Radio, though, has an enormous potential to enhance communication, encourage engagement and create vitally important connections in our globally linked yet fractured world precisely because it can take us right inside an individual life, an experience, a point of view. We can only hear what’s being said, with no distracting visuals, which forces us to imagine, to create in our own minds the back story, the deeper perspective. We begin to empathise and not just passively receive.


When Owen Bennett-Jones, for example, visited Syrian refugees for his programme From Syria to Yorkshire (produced by Nina Robinson for Radio 4) we were given real insight into what it feels like to lose not just your home, but also your education, your livelihood, the graves of your beloved. Hearing what they had to say was so much more powerful than seeing their faces as Ayham, for instance, talked about his job at a local café making falafels. Back home in Syria he wanted to study to become a doctor. But his father was killed, he knows not how, and as the eldest son (aged 20) he was left responsible for his mother and younger brothers, one of whom is suffering from leukaemia. After fleeing to Egypt, his family arrived in Bradford on a United Nations scheme to relocate vulnerable people, one of 100 or so families to be sent there. Now Ayham has to study for his GCSEs and A-levels while also working to support his family before he can apply for medical school.
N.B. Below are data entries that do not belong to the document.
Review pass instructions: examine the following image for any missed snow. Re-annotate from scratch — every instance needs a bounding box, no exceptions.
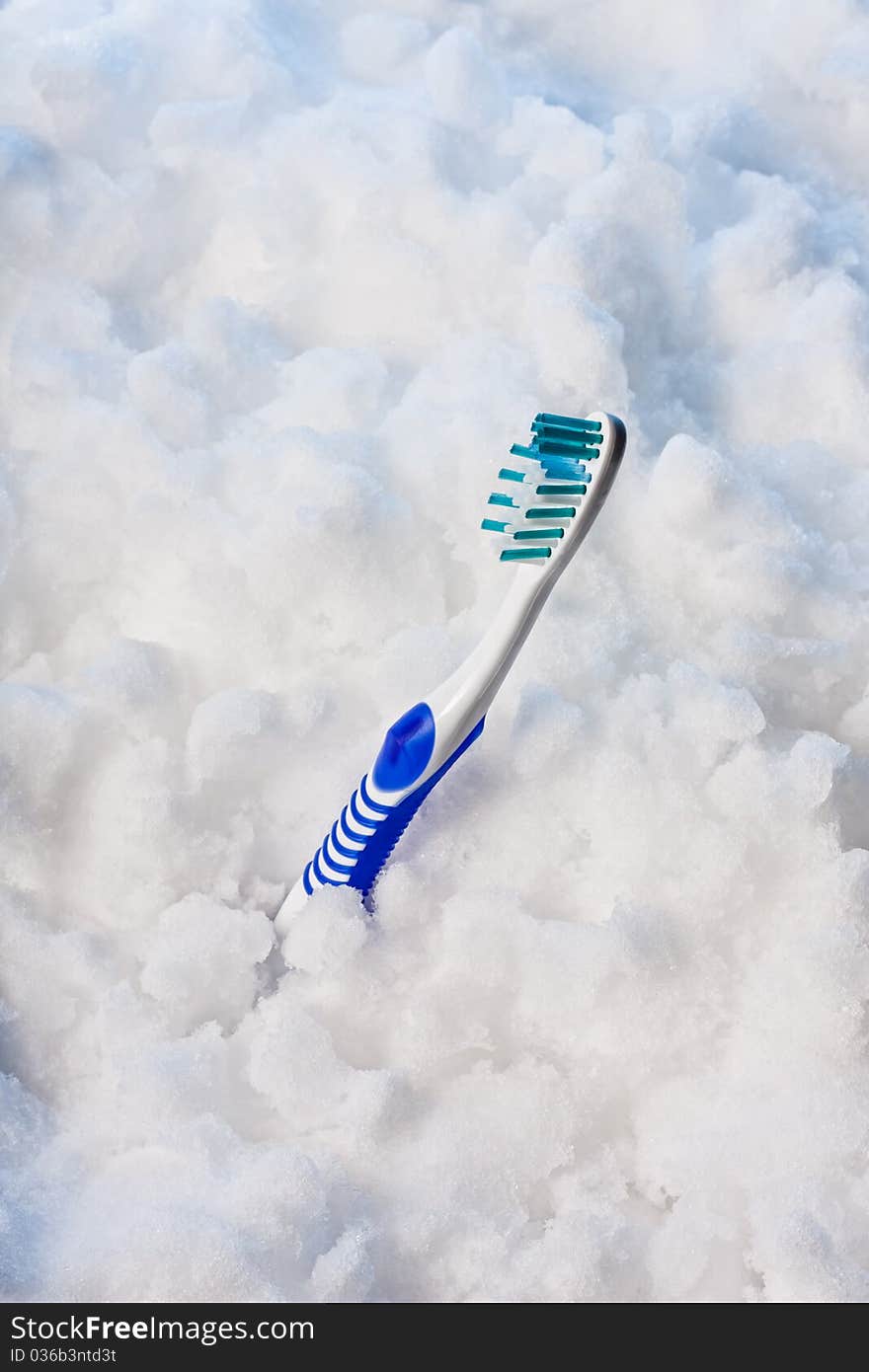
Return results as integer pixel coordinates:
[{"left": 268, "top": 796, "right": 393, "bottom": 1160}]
[{"left": 0, "top": 0, "right": 869, "bottom": 1302}]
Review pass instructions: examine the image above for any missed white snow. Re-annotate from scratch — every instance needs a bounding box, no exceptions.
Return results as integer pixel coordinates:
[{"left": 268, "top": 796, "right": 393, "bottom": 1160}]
[{"left": 0, "top": 0, "right": 869, "bottom": 1302}]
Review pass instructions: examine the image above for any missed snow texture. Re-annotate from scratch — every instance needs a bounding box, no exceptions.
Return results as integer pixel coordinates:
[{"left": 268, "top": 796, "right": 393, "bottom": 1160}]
[{"left": 0, "top": 0, "right": 869, "bottom": 1302}]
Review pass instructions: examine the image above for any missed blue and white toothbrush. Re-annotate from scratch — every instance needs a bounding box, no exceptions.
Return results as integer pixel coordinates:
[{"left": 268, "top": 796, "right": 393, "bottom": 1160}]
[{"left": 275, "top": 412, "right": 626, "bottom": 935}]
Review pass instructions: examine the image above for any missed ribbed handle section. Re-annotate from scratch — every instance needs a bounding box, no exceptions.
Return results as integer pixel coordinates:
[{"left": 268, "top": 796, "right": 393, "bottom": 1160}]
[
  {"left": 296, "top": 719, "right": 485, "bottom": 898},
  {"left": 302, "top": 774, "right": 392, "bottom": 896}
]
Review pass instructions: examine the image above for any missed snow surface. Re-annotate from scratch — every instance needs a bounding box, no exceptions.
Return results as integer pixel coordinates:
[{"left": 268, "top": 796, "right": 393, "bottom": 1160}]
[{"left": 0, "top": 0, "right": 869, "bottom": 1302}]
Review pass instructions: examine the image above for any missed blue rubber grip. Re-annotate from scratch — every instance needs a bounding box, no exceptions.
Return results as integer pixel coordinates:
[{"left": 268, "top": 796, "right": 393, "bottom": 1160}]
[{"left": 303, "top": 707, "right": 486, "bottom": 908}]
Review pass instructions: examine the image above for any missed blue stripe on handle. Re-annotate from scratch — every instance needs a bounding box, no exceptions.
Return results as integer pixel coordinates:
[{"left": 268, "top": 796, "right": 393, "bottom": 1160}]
[
  {"left": 351, "top": 791, "right": 377, "bottom": 838},
  {"left": 359, "top": 773, "right": 393, "bottom": 815},
  {"left": 341, "top": 805, "right": 370, "bottom": 844},
  {"left": 330, "top": 820, "right": 359, "bottom": 858},
  {"left": 348, "top": 715, "right": 486, "bottom": 908},
  {"left": 320, "top": 838, "right": 356, "bottom": 874}
]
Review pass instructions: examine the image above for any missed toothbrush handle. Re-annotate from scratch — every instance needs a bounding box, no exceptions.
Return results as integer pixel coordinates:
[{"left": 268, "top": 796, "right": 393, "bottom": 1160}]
[{"left": 275, "top": 717, "right": 485, "bottom": 935}]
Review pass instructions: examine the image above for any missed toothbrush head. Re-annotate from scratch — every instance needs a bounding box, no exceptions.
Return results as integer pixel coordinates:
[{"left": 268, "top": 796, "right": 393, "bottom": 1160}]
[{"left": 481, "top": 411, "right": 626, "bottom": 579}]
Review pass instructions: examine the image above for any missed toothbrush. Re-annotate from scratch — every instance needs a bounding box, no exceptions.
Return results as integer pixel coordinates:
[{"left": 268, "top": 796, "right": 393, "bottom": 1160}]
[{"left": 275, "top": 412, "right": 626, "bottom": 936}]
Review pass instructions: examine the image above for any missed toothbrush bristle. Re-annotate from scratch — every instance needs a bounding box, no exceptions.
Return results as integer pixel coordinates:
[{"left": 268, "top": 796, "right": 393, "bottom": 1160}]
[{"left": 481, "top": 413, "right": 604, "bottom": 563}]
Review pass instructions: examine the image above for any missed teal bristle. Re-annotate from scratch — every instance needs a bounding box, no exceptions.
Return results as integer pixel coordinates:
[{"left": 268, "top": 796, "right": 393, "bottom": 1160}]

Bennett-Jones went with him to the Remembrance Day parade in the city, taking his recorder with him to record some reactions to the arrival of these Syrian refugees. One man was unhappy that so many Muslims were at the ceremony. ‘It’s a British day,’ he said. What could the Syrians know about the war dead? Fortunately, he also found a woman who had far more encouraging words for Ayham, spoken in broad Yorkshire. ‘Let’s hope you have a good life now, love.’

As Tina Beattie ponders in her Christmas Meditation (produced by Carmel Lonergan for Radio 4), we need stories, and especially in these threatening times. ‘Our world feels very cold this year,’ she said on a programme scheduled to go out as Christmas Day ends at midnight. ‘It feels overwhelming’ as we listen to the litany of sorrow emanating from the war-torn countries of the Middle East and now getting closer and closer to our own lives. But, she reminded us, at the heart of Christmas is a story of refugees and outcasts, war and exile. In the silence at dead of night, after a day of feasting and too much company, she suggested that it’s possible to hear ‘a whispering of hope and new beginnings, yet also shadowed with the fear of more violence and misery to come’.

One brilliant antidote to the pessimism, the darkness of our times, is to lose yourself in a radio drama, now so readily available via iPlayer at whatever time of day suits you. Switch off the lights, embrace the darkness, curl up in an armchair and catch up with the story of the Rougon-Macquart families. Their antics, in Radio 4’s brilliant adaptation of Emile Zola’s novels starring Glenda Jackson, Blood, Sex and Money, will make your family seem like angels.